Intervention de Jean Desessard

Réunion du 7 juin 2016 à 21h30
Modernisation des principales filières agricoles dans le cadre de la réforme de la pac — Débat organisé à la demande du groupe les républicains

Photo de Jean DesessardJean Desessard :

Madame la présidente, monsieur le ministre, mes chers collègues, la crise agricole que nous traversons actuellement met à rude épreuve des filières, notamment l’élevage.

Des mécanismes d’intervention européens ont été mis en œuvre : doublement des plafonds d’intervention pour le lait et le beurre, mesures de stockage privé pour le porc, relance de l’investissement innovant et structurant, régulation temporaire à travers la dérogation au droit de la concurrence, aides financières, notamment en direction des producteurs laitiers. Cependant, ces mécanismes ne répondent en rien aux problèmes sur le fond et les signaux d’alarme sont toujours au rouge. Aussi le Gouvernement les a-t-il complétés par un certain nombre de mesures de nature à soulager les agriculteurs dans cette période difficile pour leur trésorerie : « année blanche » pour les dettes bancaires et plan d’investissement s’élevant à 3 milliards d’euros sur trois ans. Malheureusement, ces mesures apparaissent comme de simples pansements.

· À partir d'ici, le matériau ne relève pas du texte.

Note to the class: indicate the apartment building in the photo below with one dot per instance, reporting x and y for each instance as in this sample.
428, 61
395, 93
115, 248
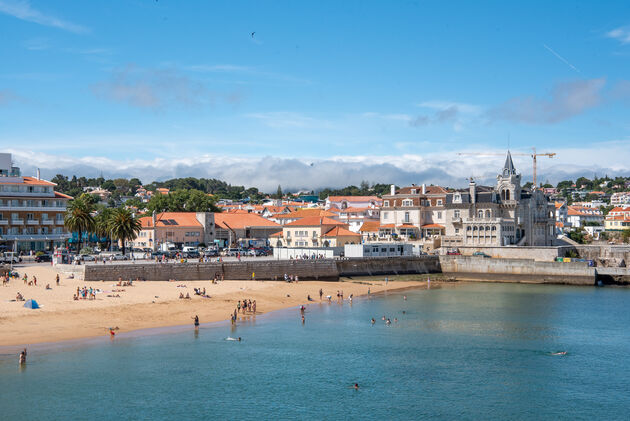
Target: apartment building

Si la nouvelle PAC a rééquilibré les subventions vers les petites et moyennes exploitations, vers de meilleures pratiques environnementales, avec la diversification des cultures, le maintien des prairies permanentes et des surfaces d’intérêt écologique, le partage de ces aides n’est pas satisfaisant.

Dans le cas des aides à l’agriculture biologique, une avalanche de demandes d’aides à la conversion a épuisé les crédits prévus jusqu’en 2020. En conséquence, certaines régions ont réagi en urgence en plafonnant les aides afin de mieux répartir l’enveloppe.

Ce plafonnement pourrait être mis en œuvre pour les nombreuses aides de la PAC afin d’éviter que seules les grosses exploitations en profitent, et ce au détriment des jeunes agriculteurs et des exploitations familiales. Les écologistes pensent qu’il serait également intéressant de transférer une partie des aides du premier pilier de la PAC vers le deuxième pilier. Cela n’est pas un problème strictement français, puisque l’Allemagne connaît le même phénomène de pénurie des aides à la conversion dans plusieurs Länder.

C’est dire à quel point avait été sous-estimé le dynamisme de la filière bio en Europe, qui apparaît aujourd’hui comme un rempart contre la crise et une assurance de pouvoir vendre ses produits à un prix couvrant enfin les coûts de l’exploitation. Or tel n’est pas le cas actuellement pour 60 % des exploitations en France, qui ont un revenu courant avant impôt et hors subvention négatif.

Avec cette PAC, les agriculteurs travaillent à perte et souffrent du moindre retard de paiement des aides.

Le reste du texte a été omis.